Wednesday, July 10, 2013

Toward an Enlightened Aesthetic 4: Fictional Characters

Today I read an article about writing by novelist Dan Barden.  He says we novelists need to create characters in conflict because it is only through struggle that characters grow.  And I'm wondering, from the standpoint of Eastern spirituality, what is growth?

One approach is to show a character's growth as linear: a character responds to an unpleasant situation, and as a result of having to learn how to deal with this type of situation, the character learns something important -- about himself or maybe about other people -- that makes him a better person.

And I think most readers would say that a character "grows" when he or she becomes a better person.  That's not too bad a definition.  But what if the ultimate goal is not just becoming a better person in relative terms but realizing one's true nature as consciousness, as that which doesn't move but within which all movement happens?  Maybe a character who realizes this is not even the same "character" as before she realized it.

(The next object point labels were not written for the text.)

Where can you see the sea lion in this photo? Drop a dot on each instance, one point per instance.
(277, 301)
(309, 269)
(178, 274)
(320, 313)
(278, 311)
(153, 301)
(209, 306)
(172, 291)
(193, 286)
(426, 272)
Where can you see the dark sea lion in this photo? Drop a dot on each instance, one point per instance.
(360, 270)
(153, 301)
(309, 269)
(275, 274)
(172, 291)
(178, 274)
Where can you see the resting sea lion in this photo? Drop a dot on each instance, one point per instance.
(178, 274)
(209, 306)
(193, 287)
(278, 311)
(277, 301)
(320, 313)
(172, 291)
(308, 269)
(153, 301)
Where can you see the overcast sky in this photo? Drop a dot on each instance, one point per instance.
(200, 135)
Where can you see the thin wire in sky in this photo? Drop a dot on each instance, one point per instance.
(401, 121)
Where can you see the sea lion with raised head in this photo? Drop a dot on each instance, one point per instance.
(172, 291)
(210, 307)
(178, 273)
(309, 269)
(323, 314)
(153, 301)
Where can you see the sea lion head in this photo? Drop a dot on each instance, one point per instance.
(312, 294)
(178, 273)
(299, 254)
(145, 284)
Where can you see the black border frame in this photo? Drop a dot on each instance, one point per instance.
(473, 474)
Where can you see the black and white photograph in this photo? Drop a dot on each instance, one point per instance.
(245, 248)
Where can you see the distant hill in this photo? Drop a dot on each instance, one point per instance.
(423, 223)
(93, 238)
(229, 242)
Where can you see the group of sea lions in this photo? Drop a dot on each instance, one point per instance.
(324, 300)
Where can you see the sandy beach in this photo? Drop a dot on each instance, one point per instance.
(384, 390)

A character, after all, is by definition limited by certain qualities he does or doesn't possess.  And so, if the character's consciousness is completely transformed, is it still the same character?

I would classify a novel that demonstrates what I am trying to describe here as "Enlightenment Fiction":  A character is in a difficult situation and can't find an exit, and perhaps after many efforts, is finally graced with the ability to see everything from the standpoint of the whole, from the standpoint that is in fact no standpoint.  Compassion would arise, then, not simply because the character has learned to emphasize but because she no longer sees her own story as the central one.  And if she no longer sees herself in those terms, isn't it also necessary that the reader's view shift as well?